9. Show that there are no integers x and y such that

$x^{2}-5y^{2}=3\!$

Solution

Look at the equation mod 5, we have

$x^{2}=3{\pmod {5}}\!$

but

 $1^{2}\equiv 1\!$ $2^{2}\equiv 4\!$ $3^{2}\equiv 4\!$ $4^{2}\equiv 1\!$ therefore there does not exist a x such that

$x^{2}\equiv 3{\pmod {5}}\!$

### Question 5

Let p be a prime number. Show that

(a)

$(p-1)!\equiv -1\ {\pmod {p}}$

where

$n!=1\cdot 2\cdot 3\cdots (n-1)\cdot n$

E.g. 3! = 1×2×3 = 6

(b) Hence, show that

${\sqrt {-1}}\equiv {\frac {p-1}{2}}!{\pmod {p}}$

for p ≡ 1 (mod 4)

Solution

a) If p = 2, then it's obvious. So we suppose p is an odd prime.
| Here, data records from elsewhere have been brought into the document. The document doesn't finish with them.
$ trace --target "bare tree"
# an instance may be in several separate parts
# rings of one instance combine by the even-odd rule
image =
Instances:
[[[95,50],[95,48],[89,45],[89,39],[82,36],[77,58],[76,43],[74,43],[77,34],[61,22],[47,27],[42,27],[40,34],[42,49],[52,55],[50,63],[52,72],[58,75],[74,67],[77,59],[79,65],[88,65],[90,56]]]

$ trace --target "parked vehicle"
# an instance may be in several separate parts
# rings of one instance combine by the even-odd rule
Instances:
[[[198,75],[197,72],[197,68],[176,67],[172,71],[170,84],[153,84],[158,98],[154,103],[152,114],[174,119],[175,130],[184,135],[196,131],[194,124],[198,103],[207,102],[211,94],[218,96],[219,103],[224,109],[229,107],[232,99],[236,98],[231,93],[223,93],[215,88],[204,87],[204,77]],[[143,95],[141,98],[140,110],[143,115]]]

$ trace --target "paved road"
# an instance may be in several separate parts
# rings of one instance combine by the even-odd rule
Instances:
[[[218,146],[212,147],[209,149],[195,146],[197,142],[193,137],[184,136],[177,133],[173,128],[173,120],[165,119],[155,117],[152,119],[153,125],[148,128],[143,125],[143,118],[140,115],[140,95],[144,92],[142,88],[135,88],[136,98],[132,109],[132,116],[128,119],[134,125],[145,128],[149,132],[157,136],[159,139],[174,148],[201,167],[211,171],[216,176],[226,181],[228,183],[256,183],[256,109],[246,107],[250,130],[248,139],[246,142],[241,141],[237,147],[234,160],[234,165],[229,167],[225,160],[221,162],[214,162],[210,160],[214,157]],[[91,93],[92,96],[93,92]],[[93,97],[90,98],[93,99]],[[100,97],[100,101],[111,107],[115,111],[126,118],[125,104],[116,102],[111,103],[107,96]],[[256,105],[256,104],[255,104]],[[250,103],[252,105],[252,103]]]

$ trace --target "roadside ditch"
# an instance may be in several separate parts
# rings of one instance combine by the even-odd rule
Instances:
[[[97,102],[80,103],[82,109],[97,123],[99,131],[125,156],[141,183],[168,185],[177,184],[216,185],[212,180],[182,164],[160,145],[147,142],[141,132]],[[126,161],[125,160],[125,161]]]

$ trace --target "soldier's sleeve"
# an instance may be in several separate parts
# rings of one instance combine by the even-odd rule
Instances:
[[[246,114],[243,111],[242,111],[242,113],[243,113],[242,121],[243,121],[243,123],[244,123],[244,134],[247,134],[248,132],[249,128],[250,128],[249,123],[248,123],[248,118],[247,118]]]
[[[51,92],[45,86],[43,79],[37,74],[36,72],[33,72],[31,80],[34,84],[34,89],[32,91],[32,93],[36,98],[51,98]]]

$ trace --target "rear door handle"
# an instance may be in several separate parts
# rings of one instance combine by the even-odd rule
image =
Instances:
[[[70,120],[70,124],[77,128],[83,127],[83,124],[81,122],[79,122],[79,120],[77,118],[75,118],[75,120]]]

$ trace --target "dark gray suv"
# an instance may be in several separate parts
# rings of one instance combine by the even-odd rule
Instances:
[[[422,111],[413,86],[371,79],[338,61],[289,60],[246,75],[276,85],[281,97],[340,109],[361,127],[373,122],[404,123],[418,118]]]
Since p is prime, some deep thought will reveal that every distinct element multiplied by some other element will give 1. Since

$(p-1)!=(p-1)(p-2)(p-3)\cdots 2\!$

we can pair up the inverses (two numbers that multiply to give one), and (p - 1) has itself as an inverse, therefore it's the only element not "eliminated"
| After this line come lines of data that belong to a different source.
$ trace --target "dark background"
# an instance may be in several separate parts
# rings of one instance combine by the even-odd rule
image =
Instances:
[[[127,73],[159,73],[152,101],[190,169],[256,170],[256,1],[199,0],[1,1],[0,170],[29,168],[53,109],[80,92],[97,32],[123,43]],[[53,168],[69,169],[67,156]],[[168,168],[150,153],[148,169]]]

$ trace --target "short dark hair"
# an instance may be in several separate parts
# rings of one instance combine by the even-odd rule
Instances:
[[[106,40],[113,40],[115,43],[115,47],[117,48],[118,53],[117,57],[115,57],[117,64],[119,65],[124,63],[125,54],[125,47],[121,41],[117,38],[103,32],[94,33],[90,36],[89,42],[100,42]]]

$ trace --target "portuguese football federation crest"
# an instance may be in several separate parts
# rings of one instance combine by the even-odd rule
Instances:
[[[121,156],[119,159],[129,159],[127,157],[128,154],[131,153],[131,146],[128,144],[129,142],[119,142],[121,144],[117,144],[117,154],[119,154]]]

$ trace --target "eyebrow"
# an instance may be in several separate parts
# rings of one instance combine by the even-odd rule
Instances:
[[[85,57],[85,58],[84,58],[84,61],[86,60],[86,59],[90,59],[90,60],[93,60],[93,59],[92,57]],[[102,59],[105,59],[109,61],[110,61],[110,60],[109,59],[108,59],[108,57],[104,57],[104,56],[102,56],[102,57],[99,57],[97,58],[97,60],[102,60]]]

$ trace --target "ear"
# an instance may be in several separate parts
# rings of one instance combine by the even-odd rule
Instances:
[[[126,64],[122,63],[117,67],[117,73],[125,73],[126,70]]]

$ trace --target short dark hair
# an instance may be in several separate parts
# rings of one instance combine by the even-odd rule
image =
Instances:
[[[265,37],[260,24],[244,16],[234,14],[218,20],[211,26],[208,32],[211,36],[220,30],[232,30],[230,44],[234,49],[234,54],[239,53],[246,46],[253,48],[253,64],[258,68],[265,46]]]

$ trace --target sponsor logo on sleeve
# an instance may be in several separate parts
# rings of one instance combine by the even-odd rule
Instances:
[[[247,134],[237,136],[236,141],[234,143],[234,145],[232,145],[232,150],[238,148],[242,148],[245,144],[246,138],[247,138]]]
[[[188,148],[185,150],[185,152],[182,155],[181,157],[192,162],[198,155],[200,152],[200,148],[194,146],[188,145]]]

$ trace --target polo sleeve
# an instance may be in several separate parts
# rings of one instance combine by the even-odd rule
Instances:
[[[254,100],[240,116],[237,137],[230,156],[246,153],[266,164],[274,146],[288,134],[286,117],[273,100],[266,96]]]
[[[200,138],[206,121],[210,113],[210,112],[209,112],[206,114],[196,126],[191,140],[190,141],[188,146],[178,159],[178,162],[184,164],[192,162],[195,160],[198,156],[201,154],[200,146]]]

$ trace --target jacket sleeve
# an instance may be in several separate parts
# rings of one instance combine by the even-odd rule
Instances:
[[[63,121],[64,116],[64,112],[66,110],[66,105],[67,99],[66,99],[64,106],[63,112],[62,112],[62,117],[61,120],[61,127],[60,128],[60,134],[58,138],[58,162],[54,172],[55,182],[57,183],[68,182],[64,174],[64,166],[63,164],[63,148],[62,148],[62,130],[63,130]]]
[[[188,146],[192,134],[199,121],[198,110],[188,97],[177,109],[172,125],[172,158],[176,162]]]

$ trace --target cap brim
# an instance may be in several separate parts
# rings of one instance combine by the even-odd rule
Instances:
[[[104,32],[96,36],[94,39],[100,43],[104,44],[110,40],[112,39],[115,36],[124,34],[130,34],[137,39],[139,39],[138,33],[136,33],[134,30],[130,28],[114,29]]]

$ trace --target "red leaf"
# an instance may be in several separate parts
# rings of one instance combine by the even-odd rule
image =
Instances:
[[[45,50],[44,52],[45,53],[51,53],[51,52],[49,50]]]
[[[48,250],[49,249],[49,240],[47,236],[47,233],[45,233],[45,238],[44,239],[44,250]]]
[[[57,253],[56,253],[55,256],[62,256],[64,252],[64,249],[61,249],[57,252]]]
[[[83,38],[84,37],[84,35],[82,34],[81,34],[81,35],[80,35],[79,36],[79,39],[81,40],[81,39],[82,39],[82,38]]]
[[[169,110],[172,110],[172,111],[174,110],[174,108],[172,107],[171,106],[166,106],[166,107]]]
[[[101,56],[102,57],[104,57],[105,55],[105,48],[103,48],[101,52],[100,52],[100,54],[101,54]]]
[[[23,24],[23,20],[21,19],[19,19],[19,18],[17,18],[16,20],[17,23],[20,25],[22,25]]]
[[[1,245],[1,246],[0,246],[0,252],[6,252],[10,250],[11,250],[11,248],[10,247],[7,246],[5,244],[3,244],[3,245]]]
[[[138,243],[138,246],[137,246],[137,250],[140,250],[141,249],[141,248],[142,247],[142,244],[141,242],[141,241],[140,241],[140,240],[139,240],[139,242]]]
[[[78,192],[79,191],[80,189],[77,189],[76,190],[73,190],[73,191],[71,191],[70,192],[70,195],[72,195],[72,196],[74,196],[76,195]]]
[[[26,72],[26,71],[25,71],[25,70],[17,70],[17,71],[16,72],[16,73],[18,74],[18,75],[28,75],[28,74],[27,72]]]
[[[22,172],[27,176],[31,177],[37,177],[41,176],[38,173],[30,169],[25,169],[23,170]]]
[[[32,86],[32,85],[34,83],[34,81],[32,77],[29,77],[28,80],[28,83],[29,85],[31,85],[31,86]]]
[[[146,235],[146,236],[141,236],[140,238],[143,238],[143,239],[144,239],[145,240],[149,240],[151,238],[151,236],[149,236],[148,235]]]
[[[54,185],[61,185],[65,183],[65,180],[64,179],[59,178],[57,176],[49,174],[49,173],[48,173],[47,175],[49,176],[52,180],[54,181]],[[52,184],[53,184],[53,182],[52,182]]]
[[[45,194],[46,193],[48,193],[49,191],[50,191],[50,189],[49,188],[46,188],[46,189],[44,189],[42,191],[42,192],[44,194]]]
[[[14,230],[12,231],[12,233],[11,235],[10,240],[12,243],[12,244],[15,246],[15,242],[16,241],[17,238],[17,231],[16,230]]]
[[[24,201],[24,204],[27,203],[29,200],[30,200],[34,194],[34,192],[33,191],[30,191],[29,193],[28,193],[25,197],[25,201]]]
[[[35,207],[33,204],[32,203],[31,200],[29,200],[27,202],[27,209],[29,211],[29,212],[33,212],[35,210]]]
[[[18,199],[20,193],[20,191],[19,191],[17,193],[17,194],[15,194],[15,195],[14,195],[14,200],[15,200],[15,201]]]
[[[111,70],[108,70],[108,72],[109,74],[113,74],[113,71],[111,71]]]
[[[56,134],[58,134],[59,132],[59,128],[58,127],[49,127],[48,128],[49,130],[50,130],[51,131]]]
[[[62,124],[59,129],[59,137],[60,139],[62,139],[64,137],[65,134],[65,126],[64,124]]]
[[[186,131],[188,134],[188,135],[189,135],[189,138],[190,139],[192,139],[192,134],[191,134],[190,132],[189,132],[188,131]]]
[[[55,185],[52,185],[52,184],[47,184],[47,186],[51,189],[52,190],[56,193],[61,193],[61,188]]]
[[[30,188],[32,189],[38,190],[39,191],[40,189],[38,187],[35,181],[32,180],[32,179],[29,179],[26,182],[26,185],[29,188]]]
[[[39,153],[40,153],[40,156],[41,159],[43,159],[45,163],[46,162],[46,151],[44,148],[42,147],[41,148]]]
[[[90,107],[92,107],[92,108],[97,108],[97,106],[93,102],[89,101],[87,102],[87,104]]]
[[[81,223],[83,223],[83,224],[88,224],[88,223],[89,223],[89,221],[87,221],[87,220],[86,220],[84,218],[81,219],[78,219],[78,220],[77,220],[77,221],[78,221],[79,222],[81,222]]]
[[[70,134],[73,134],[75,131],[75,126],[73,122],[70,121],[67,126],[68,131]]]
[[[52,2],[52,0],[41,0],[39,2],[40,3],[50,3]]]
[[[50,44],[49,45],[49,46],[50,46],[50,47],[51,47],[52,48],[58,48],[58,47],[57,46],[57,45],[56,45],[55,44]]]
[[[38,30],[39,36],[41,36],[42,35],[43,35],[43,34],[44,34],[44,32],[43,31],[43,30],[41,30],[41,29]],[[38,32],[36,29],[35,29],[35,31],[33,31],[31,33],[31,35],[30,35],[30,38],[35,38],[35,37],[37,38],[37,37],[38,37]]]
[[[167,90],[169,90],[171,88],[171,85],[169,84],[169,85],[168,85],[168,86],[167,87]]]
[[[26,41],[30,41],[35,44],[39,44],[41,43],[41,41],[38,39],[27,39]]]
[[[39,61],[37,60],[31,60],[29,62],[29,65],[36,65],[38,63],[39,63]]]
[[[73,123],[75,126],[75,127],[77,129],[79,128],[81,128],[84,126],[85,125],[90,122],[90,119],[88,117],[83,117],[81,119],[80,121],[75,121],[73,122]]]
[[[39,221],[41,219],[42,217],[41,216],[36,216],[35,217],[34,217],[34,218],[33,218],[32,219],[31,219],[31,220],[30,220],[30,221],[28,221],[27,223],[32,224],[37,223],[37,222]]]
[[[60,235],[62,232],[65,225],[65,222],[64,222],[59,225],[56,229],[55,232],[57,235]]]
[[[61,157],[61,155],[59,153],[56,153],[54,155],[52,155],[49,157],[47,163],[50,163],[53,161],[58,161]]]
 $(p-1)!\equiv (p-1)\equiv -1\!$ as required.

b) From part a)

$-1\equiv (p-1)!\!$

since p = 4k + 1 for some positive integer k, (p - 1)! has 4k terms

$-1=1\times 2\times 3\times \cdots 2k\times (-2k)\cdots \times (-3)\times (-2)\times (-1)$

there are an even number of minuses on the right hand side, so

$-1=(1\times 2\times 3\times \cdots 2k)^{2}$

it follows

${\sqrt {-1}}=1\times 2\times 3\times ...2k$

and finally we note that p = 4k + 1, we can conclude

${\sqrt {-1}}={\frac {p-1}{2}}!$